Nipped to lidl mid week for my protein yoghurts, saw these protein puddings I've tried the chocolate bloody lovely , got a vanilla one it's like custard . I do like a dessert so banana and custard it is or straight choc
162 cals
20g protein from a 200g pot
And there a quid


----------



## BelfastGuy82

Yeah... but even though it's from Lidl it doesn't make financial sense. A scoop of ON Gold Standard whey is 68p or cheaper if you buy a few tubs at a time, is faster to consume, probably easier to digest, has 4 more grams of protein, and about 50 less calories.


----------



## epons400

BelfastGuy82 said:


> Yeah... but even though it's from Lidl it doesn't make financial sense. A scoop of ON Gold Standard whey is 68p or cheaper if you buy a few tubs at a time, is faster to consume, probably easier to digest, has 4 more grams of protein, and about 50 less calories.

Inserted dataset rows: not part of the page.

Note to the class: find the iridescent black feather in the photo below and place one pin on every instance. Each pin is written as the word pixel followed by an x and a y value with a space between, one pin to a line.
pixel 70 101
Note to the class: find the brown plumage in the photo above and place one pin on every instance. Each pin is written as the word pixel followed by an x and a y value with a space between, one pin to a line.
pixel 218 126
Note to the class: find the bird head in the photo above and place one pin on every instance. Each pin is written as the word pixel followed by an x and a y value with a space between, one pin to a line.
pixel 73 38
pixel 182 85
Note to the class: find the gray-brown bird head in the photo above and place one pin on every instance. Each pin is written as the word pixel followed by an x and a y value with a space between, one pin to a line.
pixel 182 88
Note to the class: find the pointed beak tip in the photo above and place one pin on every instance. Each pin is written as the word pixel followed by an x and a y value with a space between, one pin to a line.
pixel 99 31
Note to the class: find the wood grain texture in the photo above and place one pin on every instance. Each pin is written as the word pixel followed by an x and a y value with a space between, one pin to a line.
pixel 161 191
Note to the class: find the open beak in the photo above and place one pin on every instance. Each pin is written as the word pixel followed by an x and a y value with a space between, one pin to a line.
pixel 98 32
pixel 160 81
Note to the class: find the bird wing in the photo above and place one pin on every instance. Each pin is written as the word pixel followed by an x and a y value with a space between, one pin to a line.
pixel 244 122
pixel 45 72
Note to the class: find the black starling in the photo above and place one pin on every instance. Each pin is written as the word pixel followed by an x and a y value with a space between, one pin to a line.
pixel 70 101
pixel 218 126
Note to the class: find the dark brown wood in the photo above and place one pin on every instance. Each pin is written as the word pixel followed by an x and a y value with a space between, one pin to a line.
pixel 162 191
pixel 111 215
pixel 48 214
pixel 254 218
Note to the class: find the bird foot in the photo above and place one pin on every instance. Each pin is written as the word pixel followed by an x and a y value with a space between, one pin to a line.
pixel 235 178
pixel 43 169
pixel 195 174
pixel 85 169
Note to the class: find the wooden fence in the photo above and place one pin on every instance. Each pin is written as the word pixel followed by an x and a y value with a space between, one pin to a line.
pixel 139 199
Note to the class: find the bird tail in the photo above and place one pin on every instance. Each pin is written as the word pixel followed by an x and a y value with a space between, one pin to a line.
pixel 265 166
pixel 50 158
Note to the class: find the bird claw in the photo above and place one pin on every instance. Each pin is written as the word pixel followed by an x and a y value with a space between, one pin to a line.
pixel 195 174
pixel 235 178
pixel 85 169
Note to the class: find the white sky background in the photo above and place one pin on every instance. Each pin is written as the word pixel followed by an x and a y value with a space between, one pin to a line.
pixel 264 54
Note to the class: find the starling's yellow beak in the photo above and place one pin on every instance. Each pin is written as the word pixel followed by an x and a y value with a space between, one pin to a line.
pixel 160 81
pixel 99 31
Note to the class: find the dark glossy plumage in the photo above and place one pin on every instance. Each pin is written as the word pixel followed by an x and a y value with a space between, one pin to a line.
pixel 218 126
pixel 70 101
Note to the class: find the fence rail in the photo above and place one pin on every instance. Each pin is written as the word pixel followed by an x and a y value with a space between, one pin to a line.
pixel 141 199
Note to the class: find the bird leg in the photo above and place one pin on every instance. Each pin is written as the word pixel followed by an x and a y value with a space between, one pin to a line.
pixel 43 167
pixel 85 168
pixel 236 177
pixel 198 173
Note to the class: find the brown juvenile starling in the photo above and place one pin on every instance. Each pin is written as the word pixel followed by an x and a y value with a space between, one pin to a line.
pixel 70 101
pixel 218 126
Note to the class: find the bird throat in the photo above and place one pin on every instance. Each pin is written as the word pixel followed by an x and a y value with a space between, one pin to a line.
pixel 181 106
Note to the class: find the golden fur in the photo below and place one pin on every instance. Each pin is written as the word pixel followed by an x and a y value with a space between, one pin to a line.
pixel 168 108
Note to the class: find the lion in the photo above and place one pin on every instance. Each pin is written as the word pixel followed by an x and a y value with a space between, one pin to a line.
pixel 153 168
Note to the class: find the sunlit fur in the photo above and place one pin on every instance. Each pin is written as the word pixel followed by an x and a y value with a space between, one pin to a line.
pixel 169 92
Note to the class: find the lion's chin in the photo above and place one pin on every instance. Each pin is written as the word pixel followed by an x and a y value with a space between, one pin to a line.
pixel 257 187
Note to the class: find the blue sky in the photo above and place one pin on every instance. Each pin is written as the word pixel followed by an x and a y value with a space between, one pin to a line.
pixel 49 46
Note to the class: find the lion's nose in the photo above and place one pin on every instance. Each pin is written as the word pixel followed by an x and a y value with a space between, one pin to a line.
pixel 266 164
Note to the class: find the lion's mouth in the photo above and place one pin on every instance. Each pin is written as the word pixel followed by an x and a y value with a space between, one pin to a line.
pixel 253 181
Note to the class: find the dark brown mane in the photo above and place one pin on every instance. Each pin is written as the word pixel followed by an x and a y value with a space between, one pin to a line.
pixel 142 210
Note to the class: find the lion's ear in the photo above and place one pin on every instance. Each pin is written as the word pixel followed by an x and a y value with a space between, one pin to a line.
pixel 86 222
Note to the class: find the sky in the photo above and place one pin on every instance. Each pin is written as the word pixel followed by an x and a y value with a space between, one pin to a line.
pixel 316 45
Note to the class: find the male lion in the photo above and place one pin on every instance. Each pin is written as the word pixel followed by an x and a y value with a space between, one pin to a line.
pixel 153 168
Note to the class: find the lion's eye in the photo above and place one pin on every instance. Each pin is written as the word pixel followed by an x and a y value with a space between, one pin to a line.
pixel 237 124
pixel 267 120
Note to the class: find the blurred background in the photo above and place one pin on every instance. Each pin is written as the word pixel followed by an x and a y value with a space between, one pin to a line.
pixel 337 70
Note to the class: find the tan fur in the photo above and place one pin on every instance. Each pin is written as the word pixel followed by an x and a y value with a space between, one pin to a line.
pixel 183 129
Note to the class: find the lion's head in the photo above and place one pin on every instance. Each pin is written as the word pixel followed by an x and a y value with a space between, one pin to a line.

Agreed but can you spray low cal cream and put strawberrys on top of it ,to stop the boredom 

It's not yoghurt ,you can take the lid off and turn it upside down , as a tasty treat its great


----------



## OptimumPT

I looked for the Nestle version in Morrison’s but our store doesn’t stock them, they were more expensive than these so might take a look in our local Lidl. Not a fan of custard, does the Vanilla actually taste of custard? is there a strawberry version?


----------



## epons400

OptimumPT said:


> I looked for the Nestle version in Morrison’s but our store doesn’t stock them, they were more expensive than these so might take a look in our local Lidl. Not a fan of custard, does the Vanilla actually taste of custard? is there a strawberry version?


If I was to say the choc is great , it tastes like the choc in a rolo yoghurt I think. The vanilla needs to be bought and tried, sort of custard, put it this was if I made a jelly I would put it on top for a fake trifle lol


----------



## OptimumPT

epons400 said:


> If I was to say the choc is great , it tastes like the choc in a rolo yoghurt I think ,
> The vanilla needs to be bought and tried , sort of custard, put it this was if I made a jelly I would put it on top for a fake trifle lol


Will give it a go, I can’t stomach yoghurts so have been looking for an alternative


----------



## knuckleheed2

Thanks for heads up. Will pick some up. Always looking for some variety. Take it it's beside the yogurts?


----------



## Godwin

Aldi do these for 75p


----------



## Godwin

BelfastGuy82 said:


> Yeah... but even though it's from Lidl it doesn't make financial sense. A scoop of ON Gold Standard whey is 68p or cheaper if you buy a few tubs at a time, is faster to consume, probably easier to digest, has 4 more grams of protein, and about 50 less calories.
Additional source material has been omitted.